5. Limitations and methodological constraints
The paper is explicit about several limitations. First, experiments only scale to 32B parameters because of GPU and 16K-context costs; larger-model behavior is therefore inferred from trends rather than directly tested. Second, the framework currently uses only two standardized modes, Thinking and Nothinking. The authors note that richer mode inventories such as verification or search modes are conceivable, but such interfaces are not yet widely exposed by current RLLMs (Wu et al., 5 Aug 2025).
Third, the current consistency mechanism is answer-level and exact or near-exact. This works well for math tasks with structured outputs, but it does not directly transfer to open-ended tasks. The paper therefore states that semantic consistency measures, such as embedding similarity or entailment models, would be needed for freer-form domains. Fourth, the observed weakness of instruction-following outside the reasoning block implies that familiar prompt-engineering practices may be less effective on RLLMs than on standard chat models (Wu et al., 5 Aug 2025).

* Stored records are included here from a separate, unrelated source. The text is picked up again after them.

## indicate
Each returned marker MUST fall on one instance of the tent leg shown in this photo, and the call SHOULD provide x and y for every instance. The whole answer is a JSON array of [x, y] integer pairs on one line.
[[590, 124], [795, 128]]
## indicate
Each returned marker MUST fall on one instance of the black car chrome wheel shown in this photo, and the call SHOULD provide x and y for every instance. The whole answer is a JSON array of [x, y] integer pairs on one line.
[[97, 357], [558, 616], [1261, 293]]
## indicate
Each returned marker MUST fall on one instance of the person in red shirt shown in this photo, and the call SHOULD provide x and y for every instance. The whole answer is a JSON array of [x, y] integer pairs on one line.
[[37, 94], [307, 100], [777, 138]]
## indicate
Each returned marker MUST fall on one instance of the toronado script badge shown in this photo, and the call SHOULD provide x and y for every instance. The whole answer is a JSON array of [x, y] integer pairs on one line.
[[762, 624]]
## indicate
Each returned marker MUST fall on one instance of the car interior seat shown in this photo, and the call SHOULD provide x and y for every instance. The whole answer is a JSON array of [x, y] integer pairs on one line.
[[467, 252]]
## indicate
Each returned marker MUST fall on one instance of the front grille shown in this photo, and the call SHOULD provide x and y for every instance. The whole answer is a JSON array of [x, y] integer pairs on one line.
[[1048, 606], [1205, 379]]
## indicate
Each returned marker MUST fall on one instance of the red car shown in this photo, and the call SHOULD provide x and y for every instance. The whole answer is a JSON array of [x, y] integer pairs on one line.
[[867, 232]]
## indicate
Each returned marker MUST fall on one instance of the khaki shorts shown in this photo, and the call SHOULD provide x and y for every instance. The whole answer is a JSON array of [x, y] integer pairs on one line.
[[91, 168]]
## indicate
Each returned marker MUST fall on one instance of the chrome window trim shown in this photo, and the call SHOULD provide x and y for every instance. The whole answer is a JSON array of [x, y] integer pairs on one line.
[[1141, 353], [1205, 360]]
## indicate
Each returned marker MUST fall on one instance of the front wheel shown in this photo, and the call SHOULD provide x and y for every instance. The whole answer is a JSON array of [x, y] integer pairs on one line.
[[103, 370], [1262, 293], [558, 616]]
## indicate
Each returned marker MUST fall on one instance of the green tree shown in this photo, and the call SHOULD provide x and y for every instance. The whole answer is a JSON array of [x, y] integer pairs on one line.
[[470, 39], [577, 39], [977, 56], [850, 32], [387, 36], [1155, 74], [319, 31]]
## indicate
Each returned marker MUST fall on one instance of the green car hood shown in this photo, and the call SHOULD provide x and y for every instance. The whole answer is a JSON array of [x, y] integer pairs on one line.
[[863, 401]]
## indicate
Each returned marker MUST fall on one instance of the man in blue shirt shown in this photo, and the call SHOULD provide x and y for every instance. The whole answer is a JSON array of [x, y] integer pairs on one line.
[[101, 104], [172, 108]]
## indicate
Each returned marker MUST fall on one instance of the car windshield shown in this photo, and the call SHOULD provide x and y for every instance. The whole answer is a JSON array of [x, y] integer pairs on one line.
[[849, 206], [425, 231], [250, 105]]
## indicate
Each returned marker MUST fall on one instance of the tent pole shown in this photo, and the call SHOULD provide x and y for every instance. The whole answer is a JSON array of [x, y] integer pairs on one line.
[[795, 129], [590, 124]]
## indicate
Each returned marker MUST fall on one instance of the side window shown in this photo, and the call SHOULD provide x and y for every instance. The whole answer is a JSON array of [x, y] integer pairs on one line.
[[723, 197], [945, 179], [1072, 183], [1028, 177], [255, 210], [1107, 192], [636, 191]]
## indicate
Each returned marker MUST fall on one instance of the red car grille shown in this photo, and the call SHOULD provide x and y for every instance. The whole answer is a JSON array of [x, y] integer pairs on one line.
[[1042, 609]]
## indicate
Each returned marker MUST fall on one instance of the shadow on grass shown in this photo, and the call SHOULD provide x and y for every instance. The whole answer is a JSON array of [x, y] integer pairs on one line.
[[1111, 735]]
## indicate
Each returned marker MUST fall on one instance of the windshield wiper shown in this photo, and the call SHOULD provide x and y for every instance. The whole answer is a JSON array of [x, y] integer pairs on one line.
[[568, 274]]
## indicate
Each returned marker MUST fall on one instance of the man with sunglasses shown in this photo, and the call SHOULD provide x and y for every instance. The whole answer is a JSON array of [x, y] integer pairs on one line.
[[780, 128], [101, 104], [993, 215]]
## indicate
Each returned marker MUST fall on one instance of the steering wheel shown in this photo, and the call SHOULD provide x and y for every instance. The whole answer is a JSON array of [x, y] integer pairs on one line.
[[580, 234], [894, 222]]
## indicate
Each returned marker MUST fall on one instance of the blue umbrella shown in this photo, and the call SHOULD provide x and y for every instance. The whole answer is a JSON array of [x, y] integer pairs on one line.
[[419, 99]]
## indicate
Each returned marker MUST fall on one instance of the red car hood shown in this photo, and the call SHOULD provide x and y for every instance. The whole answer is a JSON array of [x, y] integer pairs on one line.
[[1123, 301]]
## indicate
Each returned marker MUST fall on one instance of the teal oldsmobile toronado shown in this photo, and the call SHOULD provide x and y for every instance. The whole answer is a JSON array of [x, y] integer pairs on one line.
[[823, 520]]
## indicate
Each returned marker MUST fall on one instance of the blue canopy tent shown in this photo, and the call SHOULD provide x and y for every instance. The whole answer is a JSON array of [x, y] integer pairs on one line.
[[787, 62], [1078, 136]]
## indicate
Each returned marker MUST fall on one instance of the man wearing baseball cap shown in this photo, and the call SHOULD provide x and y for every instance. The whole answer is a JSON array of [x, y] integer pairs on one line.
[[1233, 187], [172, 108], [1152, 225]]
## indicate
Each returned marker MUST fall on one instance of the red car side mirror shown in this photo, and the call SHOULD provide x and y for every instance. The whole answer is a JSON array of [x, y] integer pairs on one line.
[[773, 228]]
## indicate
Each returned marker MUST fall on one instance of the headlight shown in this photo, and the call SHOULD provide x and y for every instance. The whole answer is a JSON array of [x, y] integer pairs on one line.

A further methodological implication arises from the few-shot results. Classical few-shot CoT, a canonical ICL technique for non-reasoning LLMs, is reported to provide no gain or even degradation on these RLLMs, and performance is described as insensitive to the number of examples. This suggests that RL training concentrated on internal reasoning may reduce the model’s reliance on externally supplied exemplars and make prompt format less important than manipulation of the model’s native reasoning interface (Wu et al., 5 Aug 2025).
6. Significance as an RLLM-specific in-context learning paradigm
JointThinking is significant because it redefines ICL for RLLMs as mode calibration rather than exemplar imitation. The required ingredients are minimal: access to thinking-control tokens such as
<think>and ``, prompt templates for Thinking and Nothinking, an answer extractor, and a small wrapper that calls the model twice and conditionally a third time. No gradient updates, fine-tuning, or external router are required (Wu et al., 5 Aug 2025).
Its broader conceptual claim is that RLLMs should not be treated as single-policy generators that merely benefit from “more reasoning.” Instead, they already contain multiple usable inference behaviors, and disagreement between those behaviors can be exploited as an uncertainty signal. JointThinking therefore presents ICL not as adding demonstrations but as orchestrating structurally distinct reasoning channels inside the same model. This suggests a future research program centered on richer mode sets, semantic consistency checks, and hierarchical or weighted calibration schemes for non-math tasks (Wu et al., 5 Aug 2025).